Emma’s cousin Ian Nolan, who organises the event, said: “We just were not able to compete with the names they were bringing in.

“The Emma’s Trust festival is not just about raising money, but also about giving the opportunity for young people locally to perform on a stage so it is a real shame.”

It is understood about 31 festivals in the UK have already folded this year.

Mr Nolan, who runs event management company InEvents and has helped organise everything from the Big Chill to the Cowley Road Carnival, said there was a definite change in the festival market.

He said: “I think people are choosing to spend their money more wisely.
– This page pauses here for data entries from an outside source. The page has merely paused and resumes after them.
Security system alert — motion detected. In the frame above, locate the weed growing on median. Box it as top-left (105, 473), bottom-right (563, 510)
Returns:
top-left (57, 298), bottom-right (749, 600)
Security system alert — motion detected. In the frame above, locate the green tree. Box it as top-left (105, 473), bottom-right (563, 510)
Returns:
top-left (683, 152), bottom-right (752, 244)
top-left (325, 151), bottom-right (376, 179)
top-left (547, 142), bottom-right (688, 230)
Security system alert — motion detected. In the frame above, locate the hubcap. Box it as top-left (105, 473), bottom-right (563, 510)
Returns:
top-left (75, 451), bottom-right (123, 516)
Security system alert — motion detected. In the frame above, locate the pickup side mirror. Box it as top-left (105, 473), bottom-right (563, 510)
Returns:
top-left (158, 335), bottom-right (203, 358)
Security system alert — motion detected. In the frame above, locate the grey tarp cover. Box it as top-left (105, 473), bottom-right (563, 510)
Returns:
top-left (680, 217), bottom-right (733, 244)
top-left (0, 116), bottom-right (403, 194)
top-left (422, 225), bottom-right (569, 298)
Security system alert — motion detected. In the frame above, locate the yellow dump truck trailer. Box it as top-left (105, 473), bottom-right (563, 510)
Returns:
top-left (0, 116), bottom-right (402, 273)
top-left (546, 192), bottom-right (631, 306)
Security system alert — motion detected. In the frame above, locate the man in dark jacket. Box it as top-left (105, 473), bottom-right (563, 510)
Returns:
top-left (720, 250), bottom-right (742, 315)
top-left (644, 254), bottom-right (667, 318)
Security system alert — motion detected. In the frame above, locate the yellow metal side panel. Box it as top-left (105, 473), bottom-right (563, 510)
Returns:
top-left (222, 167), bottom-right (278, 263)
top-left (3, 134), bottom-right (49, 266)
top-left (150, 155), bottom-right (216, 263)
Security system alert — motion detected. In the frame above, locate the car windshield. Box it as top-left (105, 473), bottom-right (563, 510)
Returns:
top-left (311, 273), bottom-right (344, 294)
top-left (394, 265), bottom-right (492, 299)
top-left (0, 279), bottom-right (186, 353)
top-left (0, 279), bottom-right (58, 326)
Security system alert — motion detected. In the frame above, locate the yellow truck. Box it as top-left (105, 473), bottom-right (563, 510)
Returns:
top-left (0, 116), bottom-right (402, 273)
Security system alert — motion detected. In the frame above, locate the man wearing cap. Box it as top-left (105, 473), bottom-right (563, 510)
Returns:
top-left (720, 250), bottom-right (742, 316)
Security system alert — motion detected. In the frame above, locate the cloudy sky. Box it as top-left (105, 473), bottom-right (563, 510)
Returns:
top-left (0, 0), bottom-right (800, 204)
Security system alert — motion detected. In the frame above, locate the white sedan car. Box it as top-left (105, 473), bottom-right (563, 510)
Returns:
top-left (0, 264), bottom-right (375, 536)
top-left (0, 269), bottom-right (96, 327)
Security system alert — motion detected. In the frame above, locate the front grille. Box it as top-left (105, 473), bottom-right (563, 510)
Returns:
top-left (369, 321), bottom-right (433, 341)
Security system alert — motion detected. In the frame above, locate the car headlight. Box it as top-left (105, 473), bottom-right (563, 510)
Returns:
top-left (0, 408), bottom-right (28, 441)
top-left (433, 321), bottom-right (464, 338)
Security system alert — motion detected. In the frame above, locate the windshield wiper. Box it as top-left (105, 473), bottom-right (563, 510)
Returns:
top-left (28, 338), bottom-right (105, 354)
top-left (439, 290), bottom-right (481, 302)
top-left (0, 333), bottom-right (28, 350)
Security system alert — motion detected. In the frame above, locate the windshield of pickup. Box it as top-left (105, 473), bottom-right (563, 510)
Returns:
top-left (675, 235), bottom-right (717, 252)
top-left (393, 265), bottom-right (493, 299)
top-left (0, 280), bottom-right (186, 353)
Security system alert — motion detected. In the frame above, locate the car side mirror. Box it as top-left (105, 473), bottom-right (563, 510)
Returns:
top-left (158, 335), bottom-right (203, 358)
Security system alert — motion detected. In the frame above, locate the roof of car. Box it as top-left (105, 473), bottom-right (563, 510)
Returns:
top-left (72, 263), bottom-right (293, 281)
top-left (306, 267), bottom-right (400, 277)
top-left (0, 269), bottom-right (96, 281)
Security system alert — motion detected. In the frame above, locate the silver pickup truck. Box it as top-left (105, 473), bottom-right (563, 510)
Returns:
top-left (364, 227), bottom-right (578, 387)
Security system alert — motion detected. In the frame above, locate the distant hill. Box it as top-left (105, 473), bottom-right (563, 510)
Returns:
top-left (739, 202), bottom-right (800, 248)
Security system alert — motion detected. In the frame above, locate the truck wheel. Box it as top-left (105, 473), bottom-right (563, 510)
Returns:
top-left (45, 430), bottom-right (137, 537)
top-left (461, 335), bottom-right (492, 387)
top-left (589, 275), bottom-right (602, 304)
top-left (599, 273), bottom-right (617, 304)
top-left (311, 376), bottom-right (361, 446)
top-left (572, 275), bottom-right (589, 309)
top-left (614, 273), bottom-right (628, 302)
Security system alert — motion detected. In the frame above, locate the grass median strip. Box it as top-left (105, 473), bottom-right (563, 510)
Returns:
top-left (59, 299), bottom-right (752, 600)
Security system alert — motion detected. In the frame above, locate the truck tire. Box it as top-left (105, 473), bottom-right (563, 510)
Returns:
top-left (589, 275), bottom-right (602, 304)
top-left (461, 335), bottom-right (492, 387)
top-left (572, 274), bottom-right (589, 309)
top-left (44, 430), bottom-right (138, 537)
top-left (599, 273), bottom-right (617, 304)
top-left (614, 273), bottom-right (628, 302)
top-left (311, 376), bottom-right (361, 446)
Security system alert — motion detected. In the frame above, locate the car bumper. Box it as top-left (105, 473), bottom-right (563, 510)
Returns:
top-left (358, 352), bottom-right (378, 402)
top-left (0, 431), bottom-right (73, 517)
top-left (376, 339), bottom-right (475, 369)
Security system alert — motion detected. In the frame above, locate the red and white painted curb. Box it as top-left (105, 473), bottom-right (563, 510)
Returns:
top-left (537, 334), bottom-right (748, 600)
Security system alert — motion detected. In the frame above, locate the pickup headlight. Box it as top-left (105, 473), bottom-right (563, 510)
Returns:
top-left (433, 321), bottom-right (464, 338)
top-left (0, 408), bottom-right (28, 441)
“In previous years, people may have gone to three or four festivals in a summer, now they will maybe do one locally and one of the big ones.”

East Oxford based music promoter Drew Brammer said he knew of three festivals cancelled or under threat this week.

He said: “We have just reached saturation point with the festival market.

“We are in a recession and people can’t spend the money.

“Artists’ fees are really high because they can’t make money selling CDs.”

But it’s not all bad news.

Tickets are selling well for the intimate Arcane Festival, which takes place at City Farm, Eynsham, from September 2-4.

With a capacity of just 500, and headliners including Chumbawumba and 3 Daft Monkeys, organisers hope its size will protect it.

Co-director Amy Blaza said: “The farm where it is based is going fully organic so we are supporting that by selling local organic produce, getting rid of branded lagers and serving organic beers.

“Touch wood, keeping it smaller will protect us from the sort of thing other festivals are going through at the moment.”